Во Фрежюсе русский комиссар, ссылаясь на инструкции, отказался следовать на Эльбу, и Наполеон отпустил его.

– Я лично нанес России большое оскорбление, – сказал он, – и потому я теперь не имею права жаловаться на все то, что она сделала против меня и моей власти…

* * *

Фрежюс – рыбацкая деревня на Лазурном берегу Франции, но как много значила она для судьбы Наполеона.

– Я снова вернулся на то место, откуда пятнадцать лет назад начал свой путь к бессмертию. – Но сесть на французский бриг для следования на Эльбу он отказался. – Почему он без пушек? Узнаю проделки грязного Талейрана, унижающего меня даже в этом случае. Ему бы надо помнить, что я владею всеми тайнами Франции, и, если я надумаю их продать, Англия сразу же выложит мне за них три миллиона…

Он отплыл на английском фрегате, а когда миновали Корсику его детства, император долго махал ей шляпой:

– Прощай, Аяччо, давший миру такого гения…
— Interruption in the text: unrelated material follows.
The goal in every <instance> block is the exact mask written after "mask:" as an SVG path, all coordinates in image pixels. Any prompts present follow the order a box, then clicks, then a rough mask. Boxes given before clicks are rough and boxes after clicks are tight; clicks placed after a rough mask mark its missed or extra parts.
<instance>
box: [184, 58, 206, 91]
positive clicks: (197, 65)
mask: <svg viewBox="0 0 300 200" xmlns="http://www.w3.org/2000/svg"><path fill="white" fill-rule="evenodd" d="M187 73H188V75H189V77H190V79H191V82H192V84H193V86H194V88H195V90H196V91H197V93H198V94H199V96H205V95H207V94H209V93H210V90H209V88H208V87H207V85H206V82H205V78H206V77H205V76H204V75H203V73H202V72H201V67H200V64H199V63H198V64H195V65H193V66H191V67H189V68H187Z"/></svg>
Жители Эльбы, рыбаки и шахтеры, никогда не надеялись, что их островок станет государством, а гавань Порто-Феррай – столицей. Приветствуя суверена, они радовались, что теперь оживится торговля, еды станет побольше. Три унылых старика играли Наполеону на скрипках, веселая старуха играла на фаготе. Все было похоже на деревенскую свадьбу. А рудокопы с детьми и женами держали в натруженных руках цветочки, застенчиво улыбаясь… Бедные люди, их можно понять! Из нищенских лоскутьев старого бархата они даже приготовили балдахин, в тени которого водрузили «престол» – обычное кресло, украшенное розетками из разноцветных бумажек. Наполеон, едва ступив на берег, сразу утвердил знамя нового государства Эльба с тремя пчелами, залетевшими на остров из дворцов Тюильри и Сен-Югу. Вскоре прибыла гвардия, закладывали причалы, строили шоссе, и бедняки Эльбы возненавидели Наполеона, обложившего их непомерными налогами – на армию, на флот. Но зачем нужна Эльбе армия, зачем ей флот? Им и без того плохо живется…
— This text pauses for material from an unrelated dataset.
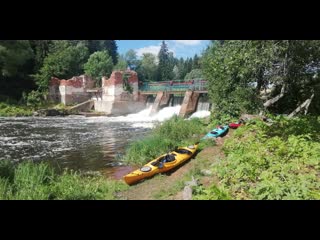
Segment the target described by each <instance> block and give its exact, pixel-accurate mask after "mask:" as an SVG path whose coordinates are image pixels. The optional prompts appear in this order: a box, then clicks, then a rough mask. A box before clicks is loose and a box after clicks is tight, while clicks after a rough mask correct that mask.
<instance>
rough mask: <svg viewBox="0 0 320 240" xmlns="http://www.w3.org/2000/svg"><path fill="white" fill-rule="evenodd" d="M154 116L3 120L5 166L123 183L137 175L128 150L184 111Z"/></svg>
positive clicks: (176, 111)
Всегда далекий от лирики, Наполеон украсил спальню дешевой картинкой – два голубка миловались над его кроватью. Он слал жене пылкие призывы, но Мария-Луиза уже познала любовь Нейперга, она не желала больше видеть сына, рожденного от Наполеона, и на что ей нужен этот сумасброд, даже в любви думающий только о себе. Сейчас молодую женщину больше беспокоила ее собачка Бижу, которую укусила в лапку противная оса… Помнится, что в зените славы Наполеон сказал: «Сила никогда не бывает смешной», но, бежав из России, он поправил себя: «От великого до смешного – один шаг!» История подтверждала этот жестокий афоризм.